Penulis menyadari bahwa penyusunan Tugas Ilmiah ini
masih banyak kekurangan sehingga penulis mengharapkan saran dan kritik yang
bersifat membangun.
Medan, April 2013
Penulis
DAFTAR ISI
Halaman
KATA PENGANTAR
......................................................................................
i
DAFTAR ISI
....................................................................................................
ii
BAB I
PENDAHULUAN
1.1 Latar Belakang
.................................................................................. 1
1.2
Tujuan................................................................................................. 2
BAB II TINJAUAN PUSTAKA
2.1 Pengertian SIG....................................................................................
3
2.2 Aplikasi SIG dalam Sistem Informasi Perikanan Tangkap..................... 5
2.3 Kelebihan dan
Kekurangan SIG........................................................... 6
BAB III HASIL DAN PEMBAHASAN
3.1 Hasil............................................................................................. ....... 8
3.2
Pembahasan................................................................................... ...... 8
BAB IV KESIMPULAN DAN SARAN
4.1 Kesimpulan........................................................................................
10
4.2 Saran................................................................................................
10
DAFTAR PUSTAKA
BAB I
PENDAHULUAN
1.1 Latar
Belakang
Dunia kelautan merupakan
dunia yang sangat dinamis, disini hampir semunya bergerak kecuali dasar lautan.
Di wilayah yang merupakan bagian bumi terbesar ini, terdapat banyak sumber daya
alam yang bisa menghasilkan pendapatan yang tinggi untuk suatu daerah atau
pemerintahan, contohnya adalah sumber daya ikan.

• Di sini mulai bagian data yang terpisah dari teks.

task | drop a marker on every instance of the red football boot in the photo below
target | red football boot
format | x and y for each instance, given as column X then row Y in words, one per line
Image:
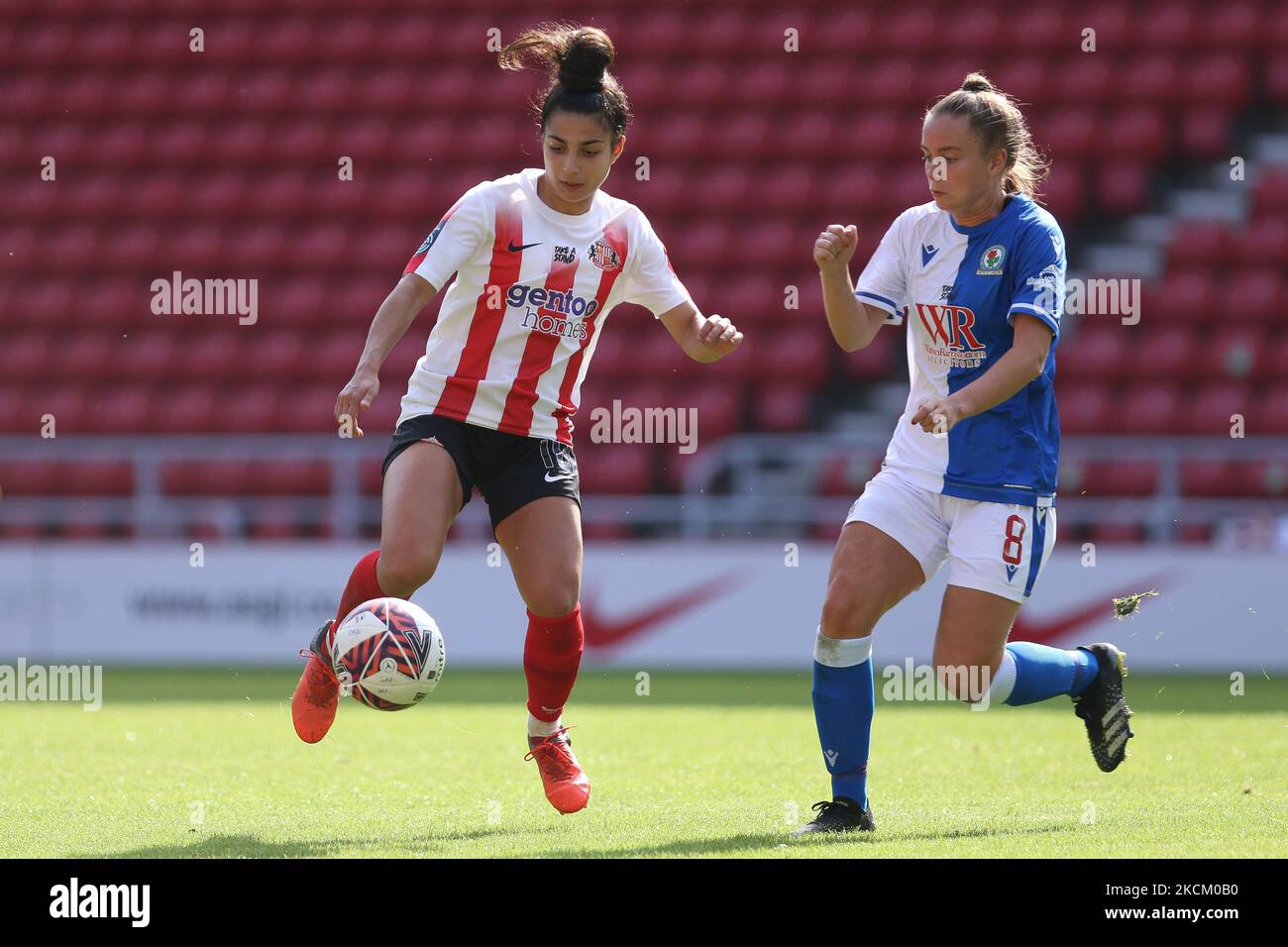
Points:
column 566, row 783
column 318, row 692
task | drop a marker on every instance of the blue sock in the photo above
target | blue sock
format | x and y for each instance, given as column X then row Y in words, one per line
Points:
column 844, row 702
column 1042, row 672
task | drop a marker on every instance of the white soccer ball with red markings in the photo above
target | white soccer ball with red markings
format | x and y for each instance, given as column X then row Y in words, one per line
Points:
column 387, row 654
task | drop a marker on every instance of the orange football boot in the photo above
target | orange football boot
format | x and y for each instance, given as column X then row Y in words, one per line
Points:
column 318, row 692
column 566, row 783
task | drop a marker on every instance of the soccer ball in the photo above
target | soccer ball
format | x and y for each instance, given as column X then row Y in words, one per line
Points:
column 387, row 654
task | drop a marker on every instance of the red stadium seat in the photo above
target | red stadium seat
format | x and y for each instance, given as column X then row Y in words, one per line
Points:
column 1207, row 476
column 1117, row 534
column 1120, row 478
column 1263, row 478
column 1095, row 354
column 784, row 407
column 1147, row 408
column 1212, row 406
column 1173, row 354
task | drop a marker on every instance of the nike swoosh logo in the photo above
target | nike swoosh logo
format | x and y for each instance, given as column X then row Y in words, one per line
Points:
column 1054, row 629
column 603, row 633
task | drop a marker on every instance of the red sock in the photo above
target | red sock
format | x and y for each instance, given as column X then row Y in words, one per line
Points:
column 362, row 587
column 552, row 656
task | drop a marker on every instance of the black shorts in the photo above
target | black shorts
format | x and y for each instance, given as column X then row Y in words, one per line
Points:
column 509, row 470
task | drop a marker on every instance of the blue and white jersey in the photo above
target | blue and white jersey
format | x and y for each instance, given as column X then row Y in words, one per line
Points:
column 957, row 289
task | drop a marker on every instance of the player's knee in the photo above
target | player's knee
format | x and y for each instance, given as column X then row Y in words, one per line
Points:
column 848, row 612
column 553, row 599
column 400, row 573
column 962, row 676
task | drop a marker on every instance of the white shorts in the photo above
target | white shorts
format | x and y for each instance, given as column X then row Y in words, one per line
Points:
column 992, row 547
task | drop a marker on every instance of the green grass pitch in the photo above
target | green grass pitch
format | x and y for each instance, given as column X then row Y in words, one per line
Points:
column 205, row 763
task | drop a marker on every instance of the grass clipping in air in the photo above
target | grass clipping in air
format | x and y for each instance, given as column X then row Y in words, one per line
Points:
column 1129, row 604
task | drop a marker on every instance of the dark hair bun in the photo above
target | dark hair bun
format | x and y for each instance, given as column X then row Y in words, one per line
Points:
column 978, row 81
column 589, row 55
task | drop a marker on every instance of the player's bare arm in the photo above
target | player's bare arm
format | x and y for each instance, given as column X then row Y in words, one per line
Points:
column 390, row 324
column 854, row 324
column 1014, row 369
column 703, row 338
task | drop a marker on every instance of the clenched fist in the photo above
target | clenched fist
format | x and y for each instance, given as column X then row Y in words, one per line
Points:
column 835, row 247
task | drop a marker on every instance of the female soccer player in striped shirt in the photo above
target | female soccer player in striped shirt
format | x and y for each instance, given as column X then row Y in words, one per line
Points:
column 540, row 260
column 978, row 277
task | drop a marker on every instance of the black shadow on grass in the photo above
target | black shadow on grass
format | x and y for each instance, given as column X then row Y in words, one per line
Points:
column 1172, row 693
column 772, row 840
column 250, row 847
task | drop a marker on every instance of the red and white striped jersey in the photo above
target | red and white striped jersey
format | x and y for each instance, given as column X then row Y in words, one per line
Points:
column 533, row 286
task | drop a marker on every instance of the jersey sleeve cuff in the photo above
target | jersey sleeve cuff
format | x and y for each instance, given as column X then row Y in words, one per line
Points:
column 1033, row 311
column 877, row 300
column 681, row 298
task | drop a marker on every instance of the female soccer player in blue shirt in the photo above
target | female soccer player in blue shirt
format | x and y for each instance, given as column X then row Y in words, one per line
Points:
column 977, row 275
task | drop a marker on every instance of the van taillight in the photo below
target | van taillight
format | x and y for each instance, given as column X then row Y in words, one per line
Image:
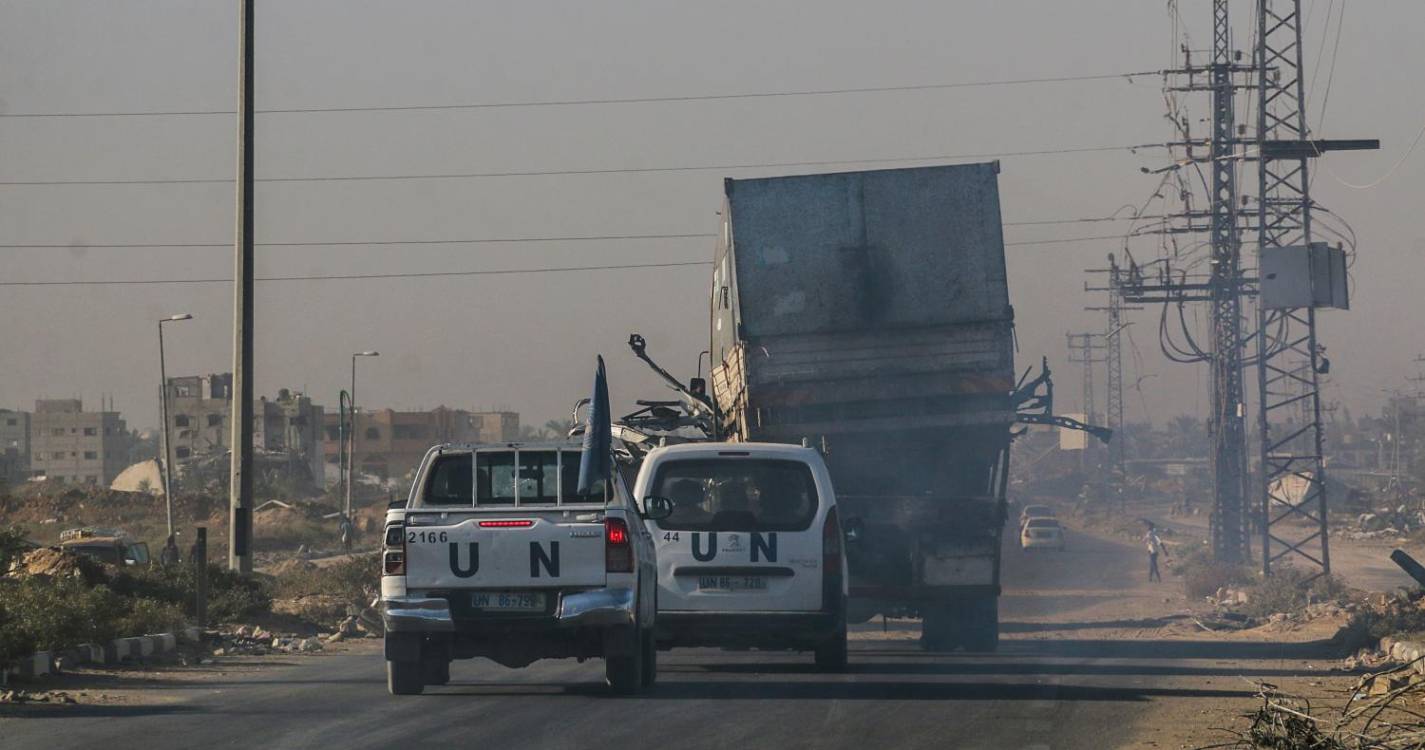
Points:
column 831, row 536
column 394, row 555
column 831, row 542
column 617, row 546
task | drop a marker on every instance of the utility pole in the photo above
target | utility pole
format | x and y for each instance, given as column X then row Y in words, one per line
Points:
column 1229, row 425
column 1290, row 360
column 1083, row 350
column 240, row 475
column 1221, row 290
column 163, row 408
column 1112, row 335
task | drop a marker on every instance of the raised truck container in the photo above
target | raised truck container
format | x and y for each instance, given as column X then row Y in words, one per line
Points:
column 868, row 314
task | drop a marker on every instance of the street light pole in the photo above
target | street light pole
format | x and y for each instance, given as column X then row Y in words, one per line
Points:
column 163, row 408
column 351, row 455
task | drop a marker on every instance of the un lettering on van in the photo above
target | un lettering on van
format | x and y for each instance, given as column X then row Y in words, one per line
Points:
column 468, row 563
column 761, row 548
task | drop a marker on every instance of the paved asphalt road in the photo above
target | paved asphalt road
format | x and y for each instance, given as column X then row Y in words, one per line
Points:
column 1060, row 690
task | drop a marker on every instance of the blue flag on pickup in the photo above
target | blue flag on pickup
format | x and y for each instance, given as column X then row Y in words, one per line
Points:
column 594, row 464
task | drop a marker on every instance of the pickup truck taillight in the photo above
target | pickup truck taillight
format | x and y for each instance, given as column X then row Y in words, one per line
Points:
column 617, row 546
column 394, row 555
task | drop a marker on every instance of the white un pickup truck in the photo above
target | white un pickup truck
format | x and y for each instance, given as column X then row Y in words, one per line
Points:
column 496, row 555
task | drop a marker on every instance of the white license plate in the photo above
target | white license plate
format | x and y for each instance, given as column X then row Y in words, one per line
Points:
column 509, row 600
column 731, row 583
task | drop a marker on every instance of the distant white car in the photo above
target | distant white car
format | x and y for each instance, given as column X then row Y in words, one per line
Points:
column 1032, row 512
column 1042, row 533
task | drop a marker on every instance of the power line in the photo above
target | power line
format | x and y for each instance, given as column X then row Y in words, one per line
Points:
column 623, row 100
column 351, row 277
column 345, row 243
column 1062, row 240
column 570, row 173
column 476, row 241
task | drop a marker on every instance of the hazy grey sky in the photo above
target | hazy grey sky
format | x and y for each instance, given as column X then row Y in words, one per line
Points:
column 527, row 341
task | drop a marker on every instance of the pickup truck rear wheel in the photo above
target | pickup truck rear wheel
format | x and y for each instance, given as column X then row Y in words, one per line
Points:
column 650, row 659
column 405, row 677
column 623, row 660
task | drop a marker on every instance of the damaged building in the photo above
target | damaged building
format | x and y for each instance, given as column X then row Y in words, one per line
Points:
column 389, row 444
column 285, row 428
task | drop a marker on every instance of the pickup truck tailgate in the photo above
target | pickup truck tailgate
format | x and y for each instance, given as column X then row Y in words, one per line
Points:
column 517, row 551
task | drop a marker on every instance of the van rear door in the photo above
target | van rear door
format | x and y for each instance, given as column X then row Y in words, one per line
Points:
column 745, row 535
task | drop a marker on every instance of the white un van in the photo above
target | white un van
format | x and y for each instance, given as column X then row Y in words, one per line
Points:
column 751, row 555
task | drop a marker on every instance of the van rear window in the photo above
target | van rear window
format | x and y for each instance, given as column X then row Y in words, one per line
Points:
column 737, row 495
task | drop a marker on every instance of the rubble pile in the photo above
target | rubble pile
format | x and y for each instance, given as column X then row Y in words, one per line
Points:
column 56, row 562
column 1384, row 524
column 257, row 640
column 36, row 696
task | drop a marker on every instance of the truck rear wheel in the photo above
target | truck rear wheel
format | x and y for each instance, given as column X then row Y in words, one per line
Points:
column 831, row 655
column 405, row 677
column 982, row 626
column 623, row 660
column 941, row 629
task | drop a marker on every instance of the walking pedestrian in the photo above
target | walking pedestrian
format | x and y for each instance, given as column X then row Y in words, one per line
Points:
column 1154, row 545
column 168, row 556
column 346, row 531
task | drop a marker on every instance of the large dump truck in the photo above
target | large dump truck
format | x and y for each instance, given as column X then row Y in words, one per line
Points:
column 868, row 315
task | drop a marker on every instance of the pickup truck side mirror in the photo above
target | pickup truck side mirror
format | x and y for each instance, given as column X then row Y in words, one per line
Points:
column 854, row 531
column 657, row 508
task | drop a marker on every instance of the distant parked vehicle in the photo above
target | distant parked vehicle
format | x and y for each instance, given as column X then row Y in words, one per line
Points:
column 751, row 555
column 1042, row 533
column 1032, row 512
column 111, row 546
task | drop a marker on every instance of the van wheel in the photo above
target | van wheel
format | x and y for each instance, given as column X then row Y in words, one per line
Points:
column 403, row 677
column 435, row 670
column 623, row 660
column 831, row 655
column 650, row 659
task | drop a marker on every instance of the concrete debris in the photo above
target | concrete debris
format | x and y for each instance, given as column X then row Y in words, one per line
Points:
column 248, row 640
column 39, row 696
column 56, row 562
column 318, row 608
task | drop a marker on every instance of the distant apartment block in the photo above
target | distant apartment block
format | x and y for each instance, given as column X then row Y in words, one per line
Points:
column 391, row 444
column 14, row 447
column 71, row 445
column 200, row 409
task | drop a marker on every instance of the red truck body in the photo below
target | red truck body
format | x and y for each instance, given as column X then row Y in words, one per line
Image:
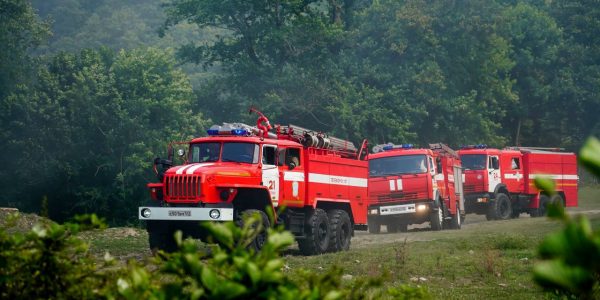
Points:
column 500, row 183
column 412, row 186
column 320, row 181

Indonesia merupakan suatu
negara yang sangat luas dan memiliki sumber daya perikanan yang sangat besar
juga. Dengan luas lautan sekitar 5,8 juta km2 dan panjang pantai kurang lebih
81.000 km, maka potensi pendapatan ekonomi dari bidang perikanan akan sangat
besar sekali (Hartoto, 2011).
Menurut Kusyanto (2001)
potensi sumber daya perikanan di Indonesia adalah 6.1 juta ton per tahun dan
baru termanfaatkan sekitar 57%. Kurangnya pemanfaatan teknologi dalam
eksploitasi sumber daya ikan2 tersebut menyebabkan tidak optimumnya pemanfaatan
sumber daya ikan yang ada. Pemanfaatan suatu teknologi seperti Sistem Informasi
Geografis untuk perikanan di harapkan dapat mampu memberikan suatu gambaran dan
suatu tampilan spasial tentang sumber-sumber atau spot-spot perikanan di
wilayah indonesia yaitu dengan menggabungkan faktor-faktor lingkungan yang
mendukung tempat hidup dan berkumpulnya berbagai jenis ikan tersebut sehingga
dapat dimanfaatkan untuk meningkatkan hasil penangkapan ikan ( Aini, 2007).
Ikan dengan mobilitasnya
yang tinggi akan lebih mudah dilacak disuatu area melalui teknologi ini karena
ikan cenderung berkumpul pada kondisi lingkungan tertentu seperti adanya
peristiwa upwelling,
dinamika arus pusaran (eddy) dan daerah front gradient pertemuan dua massa
air yang berbeda baik itu salinitas, suhu atau klorofil-a. Pengetahuan dasar
yang dipakai dalam melakukan pengkajian adalah mencari hubungan antara spesies
ikan dan faktor lingkungan di sekelilingnya. Dari hasil analisa ini akan
diperoleh indikator oseanografi yang cocok untuk ikan tertentu (Nuarsa, 2005).
Selanjutnya output yang
didapatkan dari indikator oseanografi yang bersesuaian dengan distribusi dan
kelimpahan ikan dipetakan dengan teknologi SIG. Data indikator oseanografi yang
cocok untuk ikan perlu diintegrasikan dengan berbagai layer pada SIG karena
ikan sangat mungkin merespon bukan hanya pada satu parameter lingkungan saja,
tapi berbagai parameter yang saling berkaitan. Dengan kombinasi SIG, inderaja dan
data lapangan akan memberikan banyak informasi spasial misalnya dimana posisi
ikan banyak tertangkap, berapa jaraknya antara fishing base dan fishing ground
yang produktif serta kapan musim penangkapan ikan yang efektif. (Nofrita,
2011).
Keadaan- keadaan lingkungan yang
merupakan syarat kebahagian hidup bagi ikan2 tersebut merupakan suatu sebaran
spasial yang dapat di olah dengan Sistem Informasi Geografi. Data-data
lingkungan tersebut dapat di peroleh dari data penginderaan jauh seperti Sea
Surface Temperature (SST)/suhu laut dan klorofil-a yang bisa diperoleh dari citra MODIS. Sedangkan
data-data lokasi pendaratan kapal penagkapan, batas pantai bisa diperoleh dari
survei lapangan dan peta dasar wilayah ( Djandra, 2003).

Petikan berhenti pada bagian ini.